Median mouse-specific IgE levels -- an immune system allergy marker -- were 13 and 10 kilounits per liter in the IPM plus education and education only groups, respectively.
Mouse allergen concentrations in the homes of both groups were equally high, with average concentrations of 6.1 and 6.6 micrograms per gram in bedroom floor dust for IPM plus education and education only groups, respectively. Both groups had an average concentration of 1.1 micrograms per gram in bed dust. The average bedroom floor mouse allergen levels across all follow-up visits were 2 and 2.5 micrograms per gram in IPM plus education and education only groups, respectively, with no statistical difference.
"The remarkable thing we saw was a large reduction in mouse allergen levels for both groups, which hasn't been observed in other clinical trials we are aware of," notes Matsui, who practices at the Johns Hopkins Children's Center. Some 46 percent and 41 percent of IPM plus education and education only groups, respectively, had bedroom floor mouse allergen reductions of at least 90 percent at some point during the study.
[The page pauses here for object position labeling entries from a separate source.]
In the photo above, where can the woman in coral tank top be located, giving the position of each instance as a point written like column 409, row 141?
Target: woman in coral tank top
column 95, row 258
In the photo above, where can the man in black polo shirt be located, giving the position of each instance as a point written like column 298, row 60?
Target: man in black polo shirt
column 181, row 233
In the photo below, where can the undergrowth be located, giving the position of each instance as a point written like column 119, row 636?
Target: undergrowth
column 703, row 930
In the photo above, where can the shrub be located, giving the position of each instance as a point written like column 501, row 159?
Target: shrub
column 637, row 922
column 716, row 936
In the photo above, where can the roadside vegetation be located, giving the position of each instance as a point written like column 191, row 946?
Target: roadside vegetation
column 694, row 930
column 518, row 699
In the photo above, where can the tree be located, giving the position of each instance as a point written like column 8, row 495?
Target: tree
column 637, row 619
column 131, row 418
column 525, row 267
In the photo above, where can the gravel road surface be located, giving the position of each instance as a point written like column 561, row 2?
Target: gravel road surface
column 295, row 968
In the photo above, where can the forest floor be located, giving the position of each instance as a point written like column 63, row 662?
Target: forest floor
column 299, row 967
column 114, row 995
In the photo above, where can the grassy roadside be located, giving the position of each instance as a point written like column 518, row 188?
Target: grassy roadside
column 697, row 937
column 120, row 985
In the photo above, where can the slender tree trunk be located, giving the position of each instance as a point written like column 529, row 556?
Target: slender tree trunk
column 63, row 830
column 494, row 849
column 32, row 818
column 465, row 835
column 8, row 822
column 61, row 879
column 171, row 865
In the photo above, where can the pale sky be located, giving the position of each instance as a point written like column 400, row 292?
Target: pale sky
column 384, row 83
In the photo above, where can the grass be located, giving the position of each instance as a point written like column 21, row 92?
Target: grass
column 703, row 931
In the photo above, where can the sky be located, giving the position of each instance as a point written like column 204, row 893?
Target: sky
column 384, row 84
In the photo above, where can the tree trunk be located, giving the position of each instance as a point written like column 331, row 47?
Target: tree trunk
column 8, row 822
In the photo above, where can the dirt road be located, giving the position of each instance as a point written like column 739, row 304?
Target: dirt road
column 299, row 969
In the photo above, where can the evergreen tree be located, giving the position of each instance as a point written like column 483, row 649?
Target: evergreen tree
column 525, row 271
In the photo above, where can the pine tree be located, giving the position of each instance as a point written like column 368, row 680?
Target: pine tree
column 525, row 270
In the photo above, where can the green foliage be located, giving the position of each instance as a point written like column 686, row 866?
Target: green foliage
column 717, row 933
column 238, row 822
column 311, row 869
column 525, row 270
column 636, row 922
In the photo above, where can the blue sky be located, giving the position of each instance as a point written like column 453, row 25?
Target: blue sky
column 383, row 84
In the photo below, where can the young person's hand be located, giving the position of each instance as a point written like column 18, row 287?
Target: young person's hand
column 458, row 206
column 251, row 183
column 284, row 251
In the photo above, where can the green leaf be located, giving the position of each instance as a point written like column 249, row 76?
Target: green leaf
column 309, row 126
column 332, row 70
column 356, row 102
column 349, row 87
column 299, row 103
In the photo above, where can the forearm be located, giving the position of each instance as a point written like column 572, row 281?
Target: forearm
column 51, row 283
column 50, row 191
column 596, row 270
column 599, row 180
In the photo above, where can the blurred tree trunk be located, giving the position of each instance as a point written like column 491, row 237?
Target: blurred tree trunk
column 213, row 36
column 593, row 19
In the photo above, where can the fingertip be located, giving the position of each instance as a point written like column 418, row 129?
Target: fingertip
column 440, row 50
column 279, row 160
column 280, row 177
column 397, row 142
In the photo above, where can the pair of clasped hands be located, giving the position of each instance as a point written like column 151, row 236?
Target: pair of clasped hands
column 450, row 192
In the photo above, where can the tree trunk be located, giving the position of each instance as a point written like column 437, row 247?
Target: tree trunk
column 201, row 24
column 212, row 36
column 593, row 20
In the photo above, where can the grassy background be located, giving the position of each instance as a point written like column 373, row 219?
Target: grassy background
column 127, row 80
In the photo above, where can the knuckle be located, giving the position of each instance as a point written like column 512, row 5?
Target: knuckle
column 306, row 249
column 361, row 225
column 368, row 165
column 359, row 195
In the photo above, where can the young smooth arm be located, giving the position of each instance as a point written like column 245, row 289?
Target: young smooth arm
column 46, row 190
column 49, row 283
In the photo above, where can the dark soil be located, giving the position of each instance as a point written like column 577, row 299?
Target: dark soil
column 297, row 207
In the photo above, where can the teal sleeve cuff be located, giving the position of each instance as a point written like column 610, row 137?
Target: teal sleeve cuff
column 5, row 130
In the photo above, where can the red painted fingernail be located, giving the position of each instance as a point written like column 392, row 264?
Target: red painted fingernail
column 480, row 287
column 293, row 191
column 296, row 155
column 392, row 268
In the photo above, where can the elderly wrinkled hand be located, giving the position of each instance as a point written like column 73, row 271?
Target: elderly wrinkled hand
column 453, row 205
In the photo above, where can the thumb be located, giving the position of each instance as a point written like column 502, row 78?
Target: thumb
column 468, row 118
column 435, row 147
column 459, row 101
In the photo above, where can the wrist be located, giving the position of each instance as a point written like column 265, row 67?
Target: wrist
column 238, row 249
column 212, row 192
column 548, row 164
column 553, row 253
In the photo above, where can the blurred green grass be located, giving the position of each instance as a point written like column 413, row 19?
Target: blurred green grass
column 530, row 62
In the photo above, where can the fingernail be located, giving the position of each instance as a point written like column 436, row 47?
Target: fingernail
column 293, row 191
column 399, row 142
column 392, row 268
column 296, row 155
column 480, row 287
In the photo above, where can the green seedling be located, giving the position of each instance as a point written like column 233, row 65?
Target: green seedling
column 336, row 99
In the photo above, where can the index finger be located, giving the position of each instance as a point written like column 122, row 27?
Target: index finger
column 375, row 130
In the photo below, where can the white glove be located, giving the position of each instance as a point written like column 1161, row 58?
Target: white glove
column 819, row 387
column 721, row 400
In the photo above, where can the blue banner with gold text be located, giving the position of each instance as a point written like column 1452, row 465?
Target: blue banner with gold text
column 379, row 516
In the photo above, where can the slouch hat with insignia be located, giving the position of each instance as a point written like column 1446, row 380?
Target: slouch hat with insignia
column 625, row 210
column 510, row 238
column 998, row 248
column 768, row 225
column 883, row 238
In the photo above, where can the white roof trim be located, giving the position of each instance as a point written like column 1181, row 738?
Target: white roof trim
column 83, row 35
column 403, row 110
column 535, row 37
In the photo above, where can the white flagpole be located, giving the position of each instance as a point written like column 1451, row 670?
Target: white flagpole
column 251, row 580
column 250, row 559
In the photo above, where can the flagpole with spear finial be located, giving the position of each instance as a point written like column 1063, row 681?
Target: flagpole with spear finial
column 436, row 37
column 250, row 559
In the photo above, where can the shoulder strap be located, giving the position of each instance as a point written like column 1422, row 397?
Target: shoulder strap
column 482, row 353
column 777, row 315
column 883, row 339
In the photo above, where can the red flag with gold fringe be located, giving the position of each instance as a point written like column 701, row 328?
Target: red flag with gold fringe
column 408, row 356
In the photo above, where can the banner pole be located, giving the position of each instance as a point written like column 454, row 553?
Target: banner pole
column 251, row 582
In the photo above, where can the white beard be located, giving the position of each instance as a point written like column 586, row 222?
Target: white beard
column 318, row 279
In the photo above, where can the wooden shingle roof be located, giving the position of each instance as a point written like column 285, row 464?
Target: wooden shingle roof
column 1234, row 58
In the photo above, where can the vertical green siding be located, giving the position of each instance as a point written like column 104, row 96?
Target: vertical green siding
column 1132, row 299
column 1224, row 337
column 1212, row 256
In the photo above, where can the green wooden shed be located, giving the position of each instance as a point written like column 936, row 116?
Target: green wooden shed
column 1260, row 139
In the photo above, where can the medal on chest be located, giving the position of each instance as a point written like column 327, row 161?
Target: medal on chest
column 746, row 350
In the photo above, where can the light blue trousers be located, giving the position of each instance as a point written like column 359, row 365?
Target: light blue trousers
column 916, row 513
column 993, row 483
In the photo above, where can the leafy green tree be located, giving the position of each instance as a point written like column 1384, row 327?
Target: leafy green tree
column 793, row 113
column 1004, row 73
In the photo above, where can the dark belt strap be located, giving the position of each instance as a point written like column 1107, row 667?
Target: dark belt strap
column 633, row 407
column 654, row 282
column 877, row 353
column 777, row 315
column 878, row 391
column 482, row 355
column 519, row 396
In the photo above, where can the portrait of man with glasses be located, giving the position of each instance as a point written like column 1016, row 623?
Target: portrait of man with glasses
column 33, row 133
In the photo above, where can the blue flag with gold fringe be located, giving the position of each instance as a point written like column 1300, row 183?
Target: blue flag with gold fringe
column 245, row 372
The large reductions in allergens correlated with substantial improvements in asthma, says Matsui. For every 50 percent decrease in bedroom floor mouse allergen levels, there were decreases in how often children had asthma symptoms, used medications, and had an acute or Emergency Department visit for asthma. According to the team's estimations, a 90 percent decrease in bedroom floor mouse allergens would be expected to reduce maximum symptoms days by 14.1, acute visits by 0.82 visits and Emergency Department visits by 0.42, per person, per year.
"Future studies need to systematically determine whether the effects of education alone are better than doing nothing at all with regards to reducing both mouse allergen exposure and asthma symptoms. However, these results suggest that we don't need to wait for such future studies to provide do-it-yourself instructions to children and communities affected by mouse allergy-associated asthma right now," Matsui says. "From a practical standpoint, providing education is an inexpensive, relatively uncomplicated and resource-light thing to do."